Esta fraude dos trompetes é extensiva a quase todos os ensembles “historicamente [des]informados” que por aí circulam e que afastam imediatamente qualquer ideia de interpretação vernacular, aquilo que é vendido como o grande trunfo das interpretações chamadas falsamente de autênticas.

Mas também apresentou trunfos de grande calibre, como um sólido baixo, onde pontificam Paulo Gaio Lima no violoncelo, Marta Araújo no cravo e um excelente naipe de fagotes, umas trompas sólidas que souberam dosear timbres e sonoridades, belíssimas flautas e um belo naipe de oboés, liderado pelo excepcional Pedro Casto. O concertino Patrik Cohën-Akenine é sólido mas tem o supino defeito de bater com o pé fazendo estremecer toda a sala, o que é deselegante, grosseirão e brutal, algo que estaria a anos-luz da elegância refinada de um galante cavaleiro Gluck.

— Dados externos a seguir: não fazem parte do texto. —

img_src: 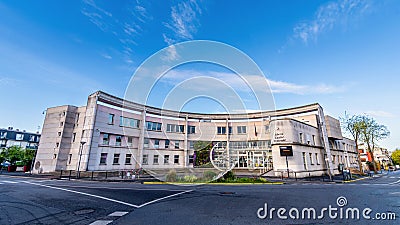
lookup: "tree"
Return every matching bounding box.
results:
[392,148,400,165]
[361,116,390,173]
[340,114,362,172]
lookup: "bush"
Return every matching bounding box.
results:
[165,170,177,182]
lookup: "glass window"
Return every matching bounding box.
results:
[217,127,226,134]
[100,153,107,164]
[237,126,246,134]
[115,136,122,146]
[143,155,149,165]
[113,153,119,165]
[174,155,179,164]
[165,139,169,148]
[125,154,132,165]
[103,134,110,145]
[108,113,114,125]
[164,155,169,164]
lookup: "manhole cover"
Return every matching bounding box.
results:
[74,209,94,215]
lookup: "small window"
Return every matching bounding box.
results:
[103,134,110,145]
[100,153,107,165]
[165,140,169,148]
[217,127,226,134]
[125,154,132,165]
[153,155,158,165]
[108,113,114,125]
[115,136,122,146]
[143,155,149,165]
[113,153,119,165]
[164,155,169,164]
[189,155,194,164]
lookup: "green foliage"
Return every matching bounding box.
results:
[392,149,400,165]
[165,170,178,182]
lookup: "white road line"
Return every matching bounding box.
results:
[23,181,141,208]
[89,220,112,225]
[138,190,193,208]
[108,211,128,216]
[2,180,18,184]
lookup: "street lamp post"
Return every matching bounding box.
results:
[76,141,86,178]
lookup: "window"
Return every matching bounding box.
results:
[164,155,169,164]
[103,134,110,145]
[299,133,303,143]
[154,139,160,148]
[165,140,169,148]
[174,155,179,164]
[315,153,319,165]
[217,127,226,134]
[100,153,107,165]
[188,126,196,134]
[146,121,161,131]
[189,155,194,164]
[302,152,307,170]
[143,155,149,165]
[115,136,122,146]
[113,153,119,165]
[125,154,132,165]
[167,124,185,133]
[119,116,140,128]
[153,155,158,165]
[108,113,114,125]
[126,137,133,147]
[237,126,246,134]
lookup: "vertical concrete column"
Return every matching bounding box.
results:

A interpretação de Marcos Magalhães foi sempre doce, privilegiando a suavidade em detrimento da aspereza ou violência, o que, no caso de Gluck, é quase sempre acertado. Todavia, essa visão acarretou falta de contraste, como nos trovões e relâmpagos, onde faltou percussão que, mesmo que não estivesse na partitura, estaria claramente subentendida na prática teatral, antes da intervenção de Atena, aliás muito pouco convincente, numa fúria orquestral que deveria ter tido lugar e que foi demasiado contida.

As cantoras estiveram quase sempre bem em termos técnicos e vocais. Ana Quintans mostrou grande à-vontade e musicalidade no repertório e o seu estilo foi muito acertado, tendo ainda uma bela dicção; no entanto, alguma displicência e excesso de confiança fizeram-na esquecer algum texto e desafinar ligeiramente, apesar de ter o papel à frente, e esteve arrogante no terceto, em que a sua linha mais aguda e uma certa facilidade tímbrica em se fazer escutar, e que vai começando a exibir, a levou a tapar, descaradamente e de forma muito pouco inteligente, e pouco equilibrada, a linha das outras cantoras, desprezando, precisamente, a lição de Gluck de que o que é importante é o fim último do teatro, e não o ego dos cantores. Ana Quintans tem uma bela voz e faz coisas muito belas com a linha musical, já o afirmei há muitos anos, mas deve servir a música e o compositor para ser grande como merecem a sua voz e estilo.

No caso de Susana Gaspar, o problema não foi a contenção desejável, que tem, mas a dificuldade em se inserir no estilo de Gluck. Dotada de uma técnica vocal da qual é extremamente difícil prescindir ou alterar, incomodou, sobretudo, o vibrato insistente e os agudos algo destimbrados, em lugar de puros.

No entanto, a colocação é complicada, pois a linha vocal original é ingrata para um soprano puro. Foi, no entanto, irrepreensível na linha musical e musicalidade, descontando o tal vibrato. É uma excelente cantora para um repertório um pouco mais tardio e não penso que esta seja a sua área de eleição.

Joana Seara esteve vocalmente muito bem e muito concentrada, foi excelente em termos estilísticos e muito divertida como motor da acção. A sua voz é suficientemente grande, mantendo a pureza desejável para este repertório, e demonstrou muita musicalidade. Acabou por ter, nesta récita, o papel mais conseguido.

Ana Paula Russo esteve correcta, profissional e empenhada no seu estilo de ópera convencional. A sua actuação teve a vantagem de não desiludir, ao contrário de Susana Gaspar, de quem se esperava mais.

O coro de doze vozes esteve correcto. O jovem tenor Bruno Almeida, também elemento do coro, fez um digno Troiano mas, mais uma vez, demasiado “operático”, no sentido de demasiado romântico, nas suas pequenas intervenções.